Большинство жителей деревни впервые видели его лицо.
— «Пожалуйста! — мысленно молила она людей. — Пожалуйста, не будьте глупыми!»
Но это все равно, что просить рыбу не плавать. Да и разве можно их осуждать? Ведь в ту памятную ночь, увидев его, она реагировала точно так же.
И все же она слышала охи и ахи, выражения брезгливости и отвращения. Видела, как люди морщатся, отворачиваются, видела ужас и жалость на лицах, что для Рена было еще хуже.
Она чувствовала, как каждый вздох, каждый взгляд, каждая гримаса были для него, словно стрелы, направленные в сердце. Удары словно сыпались и на нее.
Рен снова повернулся, и на этот раз его оскорбленный, бешеный, потрясенный предательством взгляд упал на стоявшую неподалеку горстку Уортингтонов.

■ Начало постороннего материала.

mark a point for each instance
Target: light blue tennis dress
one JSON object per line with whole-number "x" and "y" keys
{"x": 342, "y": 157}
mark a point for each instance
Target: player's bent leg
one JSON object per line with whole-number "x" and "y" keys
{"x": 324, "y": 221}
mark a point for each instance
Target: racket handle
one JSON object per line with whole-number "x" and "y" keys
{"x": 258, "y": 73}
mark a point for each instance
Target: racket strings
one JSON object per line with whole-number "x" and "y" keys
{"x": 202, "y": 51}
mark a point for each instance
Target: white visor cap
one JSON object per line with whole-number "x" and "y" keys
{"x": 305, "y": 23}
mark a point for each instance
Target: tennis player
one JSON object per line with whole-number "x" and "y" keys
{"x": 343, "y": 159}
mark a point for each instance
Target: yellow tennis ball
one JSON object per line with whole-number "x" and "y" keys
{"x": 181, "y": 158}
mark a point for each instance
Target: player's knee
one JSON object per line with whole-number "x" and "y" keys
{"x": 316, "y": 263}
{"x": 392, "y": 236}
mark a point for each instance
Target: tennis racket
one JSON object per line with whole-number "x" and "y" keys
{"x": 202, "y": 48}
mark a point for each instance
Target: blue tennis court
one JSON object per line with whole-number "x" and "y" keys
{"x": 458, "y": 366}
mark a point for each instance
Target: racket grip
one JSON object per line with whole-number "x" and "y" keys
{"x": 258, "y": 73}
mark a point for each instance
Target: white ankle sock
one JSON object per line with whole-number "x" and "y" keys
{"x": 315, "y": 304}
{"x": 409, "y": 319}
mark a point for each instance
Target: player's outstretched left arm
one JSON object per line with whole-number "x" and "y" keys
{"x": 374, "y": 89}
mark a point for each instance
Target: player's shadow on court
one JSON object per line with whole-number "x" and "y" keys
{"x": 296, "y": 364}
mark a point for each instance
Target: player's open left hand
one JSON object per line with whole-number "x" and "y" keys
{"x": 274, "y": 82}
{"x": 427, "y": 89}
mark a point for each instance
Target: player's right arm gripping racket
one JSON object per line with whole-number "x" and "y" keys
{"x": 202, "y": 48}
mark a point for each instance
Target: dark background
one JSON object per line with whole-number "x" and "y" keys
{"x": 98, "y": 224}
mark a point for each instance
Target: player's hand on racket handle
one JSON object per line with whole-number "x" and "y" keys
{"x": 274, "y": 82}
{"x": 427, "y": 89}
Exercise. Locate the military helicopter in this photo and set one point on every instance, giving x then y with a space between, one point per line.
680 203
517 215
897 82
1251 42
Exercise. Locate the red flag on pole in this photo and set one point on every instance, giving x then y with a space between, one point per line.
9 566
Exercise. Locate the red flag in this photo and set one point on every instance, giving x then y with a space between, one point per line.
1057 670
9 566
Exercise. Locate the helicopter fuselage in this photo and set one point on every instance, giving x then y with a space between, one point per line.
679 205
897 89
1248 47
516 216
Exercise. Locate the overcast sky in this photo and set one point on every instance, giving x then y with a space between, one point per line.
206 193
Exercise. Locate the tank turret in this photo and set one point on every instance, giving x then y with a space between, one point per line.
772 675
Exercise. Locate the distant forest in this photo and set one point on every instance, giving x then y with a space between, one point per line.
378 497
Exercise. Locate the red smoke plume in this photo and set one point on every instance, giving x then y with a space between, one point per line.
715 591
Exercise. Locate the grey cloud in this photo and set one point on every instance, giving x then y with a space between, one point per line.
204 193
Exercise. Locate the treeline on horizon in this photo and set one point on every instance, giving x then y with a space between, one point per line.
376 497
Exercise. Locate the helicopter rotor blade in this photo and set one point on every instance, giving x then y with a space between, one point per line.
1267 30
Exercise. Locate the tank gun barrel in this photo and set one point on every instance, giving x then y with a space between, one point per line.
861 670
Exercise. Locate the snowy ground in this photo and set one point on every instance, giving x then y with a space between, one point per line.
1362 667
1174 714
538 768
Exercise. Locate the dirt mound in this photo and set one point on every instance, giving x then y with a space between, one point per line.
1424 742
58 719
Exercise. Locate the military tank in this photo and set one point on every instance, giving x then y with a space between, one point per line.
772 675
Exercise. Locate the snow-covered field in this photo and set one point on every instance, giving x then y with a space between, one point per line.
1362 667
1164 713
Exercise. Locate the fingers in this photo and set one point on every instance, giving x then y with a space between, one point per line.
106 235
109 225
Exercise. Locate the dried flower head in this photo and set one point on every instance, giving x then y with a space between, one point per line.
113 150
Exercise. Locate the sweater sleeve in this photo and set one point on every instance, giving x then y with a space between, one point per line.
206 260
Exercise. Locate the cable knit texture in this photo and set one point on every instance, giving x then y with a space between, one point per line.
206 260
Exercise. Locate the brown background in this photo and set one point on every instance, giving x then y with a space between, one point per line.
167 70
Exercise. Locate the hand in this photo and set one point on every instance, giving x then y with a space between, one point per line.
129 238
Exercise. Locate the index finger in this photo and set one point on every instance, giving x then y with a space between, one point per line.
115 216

Конечно, отец выбрал самый неподходящий момент, чтобы неловко рассмеяться и похлопать Каса и Полла по плечам.
— Настоящее безумие Иванова дня!
Рен окатил ее отца всем бешенством и обидой, горевшими в его душе и глазах.
И тут открыла рот Айрис.
«Нет, мама, только не сейчас!»
— «Двенадцатая ночь»! — восторженно воскликнула Айрис. — Акт третий, сцена четвертая!
— Убирайтесь!
Рен поднял руку и показал на дверь:
— Вон. Из. Моего. Дома. Немедленно!
— О нет! — ахнула Калли, выступая вперед. — Дорогой, они не хотели ничего плохого!
Муж тут же накинулся на нее, хотя Калли понимала, что сейчас его ослепили эмоции, которым не было названия!
— Ты! — прошипел он, обводя рукой дымящийся, обугленный и разоренный бальный зал. — Как ты вообще можешь смотреть на них после того, что они сотворили?
Калли оцепенела.
— Потому что они — моя семья, — тихо ответила она.